As for cache sensitivity to the selected eviction algorithms, we tested Least Recently Used (LRU), Round Robin (RR) and just Random (Rand). As shown below, the impact is quite negligible. As such, the simpler and most efficient algorithm should be chosen.
Algorithms dependency:
- Benchmark used:
- YCSB WL B with Cassandra
- Part of a much larger set
- Associativity: Full and 4 ways
- Eviction algo: LRU, Rand and Round Robin
- Outcome:
- Replacement algorithms do not make any visible difference
- Selecting the simplest implementation may be the most effective approach
Conclusion
So, what can we do with this? What are the gaps in this approach?
This proves a path to quantitatively designing the ATC cache around measured parameters so that performance and design impacts can be properly tuned.
Some caveats to our approach: This report represents our initial analysis and is not conclusive. For example, the applications with the largest benefit from ATS/ATC are in a virtualized environment, but the traces are not from such a setup. The data shows how this gap can be bridged but this approach is more in principle than usable, and every ASIC design should look at appropriate tradeoffs.
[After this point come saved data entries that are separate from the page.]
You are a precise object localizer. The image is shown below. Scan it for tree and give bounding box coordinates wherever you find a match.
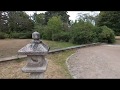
[32,13,45,26]
[77,12,98,25]
[97,11,120,35]
[43,16,63,40]
[44,11,70,25]
[0,11,8,33]
[7,11,34,33]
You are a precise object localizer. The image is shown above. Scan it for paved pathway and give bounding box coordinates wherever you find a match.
[67,44,120,79]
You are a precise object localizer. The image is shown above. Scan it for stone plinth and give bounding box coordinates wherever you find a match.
[18,31,49,79]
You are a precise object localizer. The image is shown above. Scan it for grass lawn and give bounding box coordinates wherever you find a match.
[0,39,77,78]
[0,39,77,58]
[43,40,77,50]
[0,49,76,79]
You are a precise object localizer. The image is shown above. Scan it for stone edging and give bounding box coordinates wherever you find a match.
[0,43,103,62]
[48,43,102,54]
[66,53,77,79]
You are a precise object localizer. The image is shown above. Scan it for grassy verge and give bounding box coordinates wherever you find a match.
[47,50,76,78]
[43,40,77,50]
[0,50,76,78]
[0,39,77,78]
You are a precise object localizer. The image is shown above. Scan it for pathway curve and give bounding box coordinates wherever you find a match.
[67,44,120,78]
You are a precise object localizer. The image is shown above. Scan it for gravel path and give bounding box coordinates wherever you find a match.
[67,45,120,79]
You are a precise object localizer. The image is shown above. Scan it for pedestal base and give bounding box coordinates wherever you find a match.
[22,59,48,73]
[22,59,48,79]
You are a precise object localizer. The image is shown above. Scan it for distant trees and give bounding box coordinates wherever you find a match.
[77,12,100,26]
[7,11,34,33]
[96,11,120,35]
[0,11,8,33]
[44,11,70,25]
[0,11,34,39]
[0,11,115,44]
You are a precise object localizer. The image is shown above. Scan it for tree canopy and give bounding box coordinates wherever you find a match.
[44,11,70,25]
[97,11,120,35]
[0,11,115,44]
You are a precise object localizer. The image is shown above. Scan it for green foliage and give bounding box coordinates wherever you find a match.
[34,24,45,37]
[52,32,70,42]
[97,11,120,35]
[77,12,98,25]
[44,11,70,25]
[33,13,45,25]
[69,20,97,44]
[0,11,34,39]
[7,11,34,33]
[10,32,32,39]
[42,26,52,40]
[99,26,115,43]
[42,16,63,40]
[0,11,115,45]
[0,12,9,34]
[0,32,6,39]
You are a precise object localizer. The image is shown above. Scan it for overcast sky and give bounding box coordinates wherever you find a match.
[25,11,100,22]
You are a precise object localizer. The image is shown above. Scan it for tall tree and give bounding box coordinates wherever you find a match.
[43,16,63,40]
[33,13,45,25]
[7,11,34,33]
[77,12,98,25]
[97,11,120,35]
[44,11,70,25]
[0,11,8,33]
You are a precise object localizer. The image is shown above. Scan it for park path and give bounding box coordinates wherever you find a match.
[67,44,120,79]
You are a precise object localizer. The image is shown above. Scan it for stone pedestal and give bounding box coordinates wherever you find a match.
[18,31,49,79]
[22,55,48,78]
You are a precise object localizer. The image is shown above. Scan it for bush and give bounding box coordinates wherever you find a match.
[69,31,97,44]
[99,26,115,43]
[52,32,70,42]
[10,32,32,39]
[0,32,6,39]
[69,20,97,44]
[10,33,19,39]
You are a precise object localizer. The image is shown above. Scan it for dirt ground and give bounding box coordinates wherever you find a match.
[0,56,65,79]
[0,39,74,79]
[67,44,120,78]
[0,39,31,58]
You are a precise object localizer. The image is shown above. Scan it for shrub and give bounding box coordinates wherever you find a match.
[19,32,32,39]
[52,32,70,42]
[99,26,115,43]
[10,33,19,39]
[0,32,6,39]
[69,31,96,44]
[10,32,32,39]
[69,20,97,44]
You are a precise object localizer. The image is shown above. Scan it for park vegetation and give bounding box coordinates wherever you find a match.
[0,11,116,44]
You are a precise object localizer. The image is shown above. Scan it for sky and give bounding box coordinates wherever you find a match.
[25,11,100,22]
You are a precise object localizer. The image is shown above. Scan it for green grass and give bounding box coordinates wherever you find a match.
[47,50,76,78]
[42,40,78,50]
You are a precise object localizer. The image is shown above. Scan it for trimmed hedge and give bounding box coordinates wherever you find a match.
[10,32,32,39]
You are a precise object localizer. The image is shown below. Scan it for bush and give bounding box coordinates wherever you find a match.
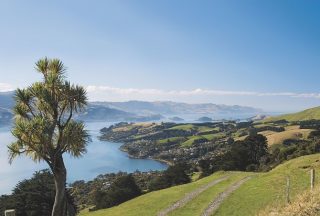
[93,174,141,210]
[148,163,191,191]
[308,130,320,139]
[199,134,269,175]
[246,164,258,171]
[0,170,77,216]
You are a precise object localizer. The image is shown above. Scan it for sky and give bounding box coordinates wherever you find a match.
[0,0,320,112]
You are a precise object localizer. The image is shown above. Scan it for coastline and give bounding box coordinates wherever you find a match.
[120,146,173,166]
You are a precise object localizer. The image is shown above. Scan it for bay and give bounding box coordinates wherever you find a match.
[0,121,167,195]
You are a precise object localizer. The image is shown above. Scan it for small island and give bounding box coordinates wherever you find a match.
[197,116,213,122]
[169,116,185,121]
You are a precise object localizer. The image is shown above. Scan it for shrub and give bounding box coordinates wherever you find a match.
[148,163,191,191]
[93,174,141,210]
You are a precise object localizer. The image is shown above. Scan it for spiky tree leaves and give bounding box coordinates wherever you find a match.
[8,58,90,216]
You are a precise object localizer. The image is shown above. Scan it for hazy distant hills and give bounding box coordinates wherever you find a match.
[92,101,262,116]
[0,92,163,123]
[0,91,14,125]
[0,91,263,124]
[0,91,162,123]
[0,91,14,109]
[76,104,163,122]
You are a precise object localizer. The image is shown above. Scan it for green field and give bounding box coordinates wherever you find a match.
[157,136,187,145]
[167,173,250,216]
[215,154,320,216]
[80,154,320,216]
[168,124,195,131]
[180,133,226,147]
[79,171,233,216]
[168,124,215,133]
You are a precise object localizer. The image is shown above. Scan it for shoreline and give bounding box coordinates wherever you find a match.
[120,146,173,166]
[99,136,172,167]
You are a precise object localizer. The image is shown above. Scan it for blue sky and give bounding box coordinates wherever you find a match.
[0,0,320,112]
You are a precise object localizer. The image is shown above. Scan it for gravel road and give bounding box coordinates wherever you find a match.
[157,175,230,216]
[201,176,252,216]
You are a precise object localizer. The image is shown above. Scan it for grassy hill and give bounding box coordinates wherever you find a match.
[258,125,314,146]
[265,106,320,122]
[80,154,320,216]
[235,125,314,146]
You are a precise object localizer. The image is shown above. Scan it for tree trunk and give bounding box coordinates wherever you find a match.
[51,155,67,216]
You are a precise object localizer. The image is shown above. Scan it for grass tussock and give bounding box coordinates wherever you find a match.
[258,186,320,216]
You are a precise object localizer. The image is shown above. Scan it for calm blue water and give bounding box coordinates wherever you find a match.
[0,122,167,195]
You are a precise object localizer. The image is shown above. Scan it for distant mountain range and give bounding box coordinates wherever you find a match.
[91,101,262,116]
[0,91,14,125]
[75,104,163,122]
[0,91,263,125]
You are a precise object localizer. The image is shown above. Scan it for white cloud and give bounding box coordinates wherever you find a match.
[86,85,320,101]
[0,83,14,92]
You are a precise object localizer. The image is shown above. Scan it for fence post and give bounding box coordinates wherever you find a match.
[311,168,315,190]
[4,209,15,216]
[286,176,290,204]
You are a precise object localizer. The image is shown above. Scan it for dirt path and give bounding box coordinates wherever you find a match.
[157,176,229,216]
[201,176,252,216]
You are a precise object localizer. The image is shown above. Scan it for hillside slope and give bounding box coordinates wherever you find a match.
[265,106,320,122]
[80,154,320,216]
[259,185,320,216]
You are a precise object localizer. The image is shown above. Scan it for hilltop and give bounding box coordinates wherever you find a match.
[265,106,320,122]
[79,154,320,216]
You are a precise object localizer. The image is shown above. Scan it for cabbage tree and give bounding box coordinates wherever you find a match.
[8,58,90,216]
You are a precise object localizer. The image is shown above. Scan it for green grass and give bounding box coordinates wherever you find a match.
[168,124,195,131]
[79,171,230,216]
[202,133,225,140]
[232,129,248,138]
[197,126,216,133]
[168,124,215,133]
[265,106,320,122]
[181,136,202,147]
[259,182,320,215]
[181,133,226,147]
[157,136,186,144]
[80,154,320,216]
[191,172,201,182]
[215,154,320,216]
[168,172,251,216]
[253,123,279,128]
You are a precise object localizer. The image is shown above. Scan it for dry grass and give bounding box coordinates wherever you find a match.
[234,126,313,145]
[284,125,300,130]
[258,186,320,216]
[264,129,313,145]
[134,122,157,127]
[258,130,278,137]
[235,135,247,141]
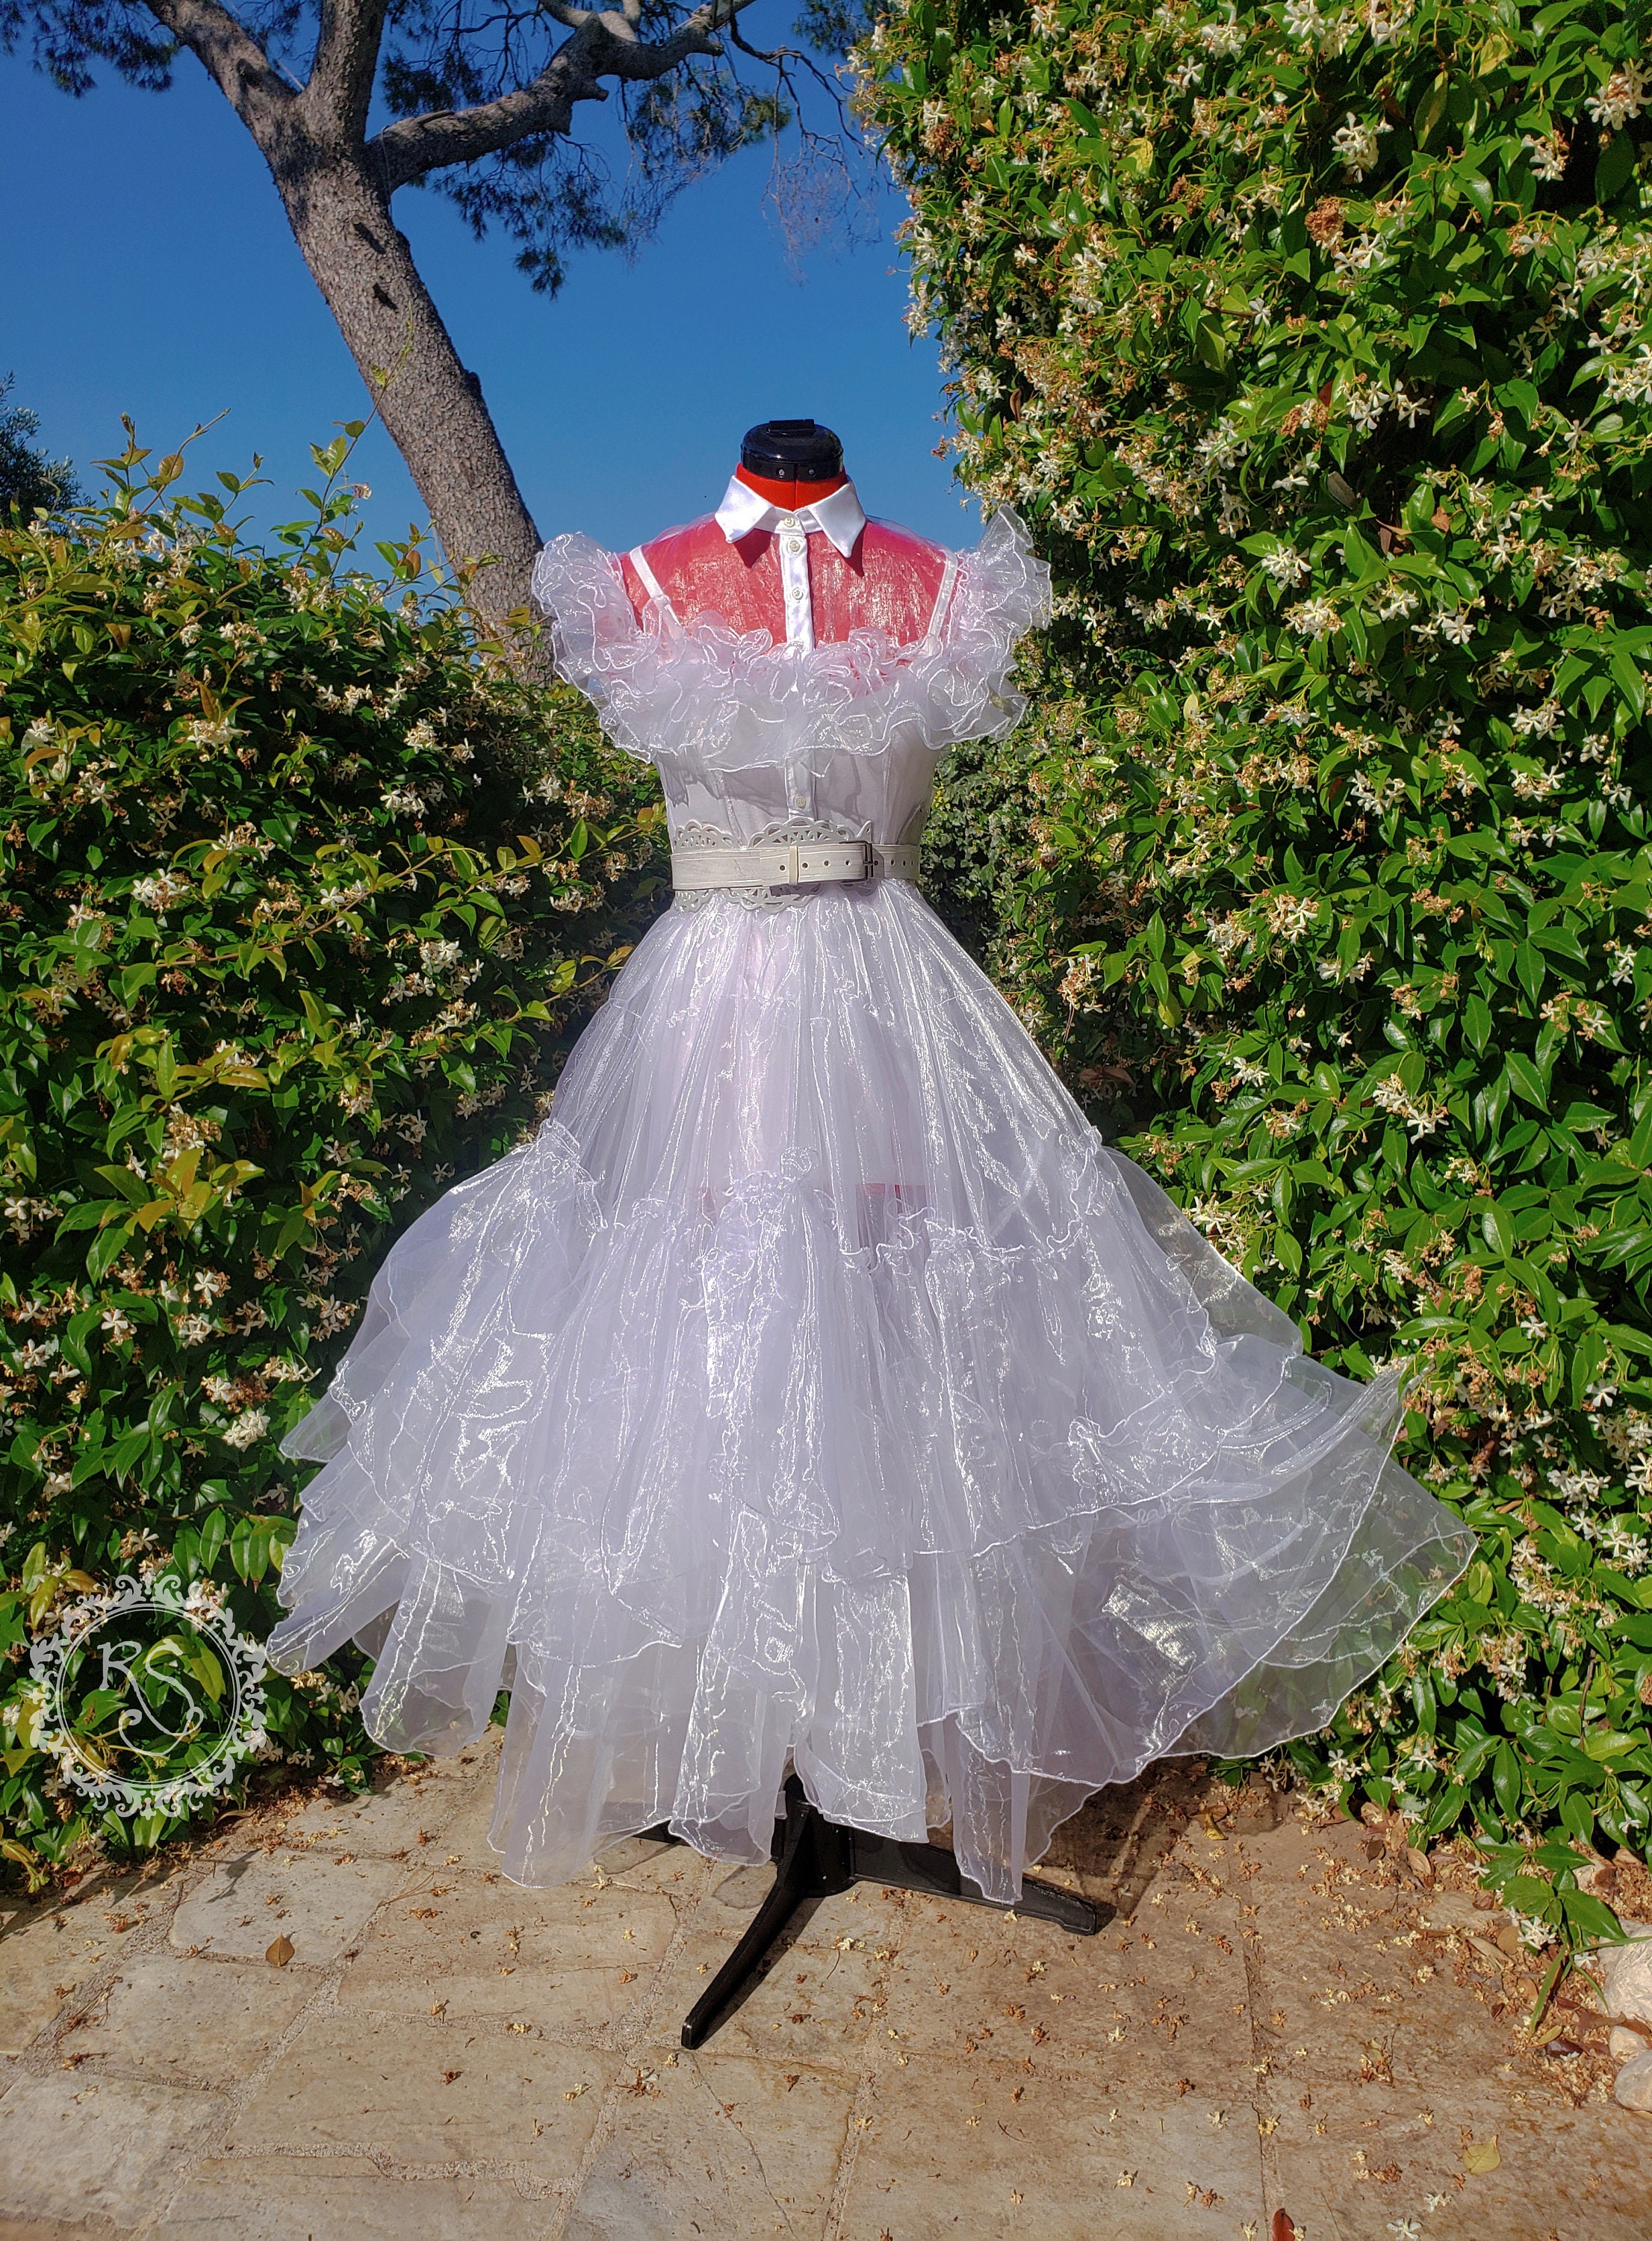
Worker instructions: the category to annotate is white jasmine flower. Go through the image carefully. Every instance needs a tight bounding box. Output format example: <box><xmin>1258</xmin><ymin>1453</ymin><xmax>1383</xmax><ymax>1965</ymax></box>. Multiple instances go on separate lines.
<box><xmin>221</xmin><ymin>1407</ymin><xmax>269</xmax><ymax>1450</ymax></box>
<box><xmin>1286</xmin><ymin>596</ymin><xmax>1341</xmax><ymax>637</ymax></box>
<box><xmin>1598</xmin><ymin>1519</ymin><xmax>1639</xmax><ymax>1564</ymax></box>
<box><xmin>1601</xmin><ymin>347</ymin><xmax>1652</xmax><ymax>409</ymax></box>
<box><xmin>184</xmin><ymin>716</ymin><xmax>239</xmax><ymax>749</ymax></box>
<box><xmin>1261</xmin><ymin>547</ymin><xmax>1311</xmax><ymax>587</ymax></box>
<box><xmin>1585</xmin><ymin>61</ymin><xmax>1646</xmax><ymax>132</ymax></box>
<box><xmin>1511</xmin><ymin>699</ymin><xmax>1562</xmax><ymax>739</ymax></box>
<box><xmin>131</xmin><ymin>872</ymin><xmax>190</xmax><ymax>911</ymax></box>
<box><xmin>1332</xmin><ymin>114</ymin><xmax>1381</xmax><ymax>182</ymax></box>
<box><xmin>1198</xmin><ymin>12</ymin><xmax>1246</xmax><ymax>55</ymax></box>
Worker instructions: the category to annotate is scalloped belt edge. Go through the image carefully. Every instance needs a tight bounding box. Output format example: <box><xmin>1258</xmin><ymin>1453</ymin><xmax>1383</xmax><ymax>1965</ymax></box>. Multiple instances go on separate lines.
<box><xmin>670</xmin><ymin>839</ymin><xmax>921</xmax><ymax>892</ymax></box>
Another gap to close is that an ASIC design takes close to 3 years and new products can use it for another 2-3 years and have a field life for as many years. It is challenging to project what workloads are going to look like in 3-7 years. How many VMs will run on how many cores and how much memory will we use?
In our testing, we have found a path to a quantitative solution and the unknowns, scary as they may seem, are not unusual in the modeling world and need to be addressed accordingly by any new ASIC design.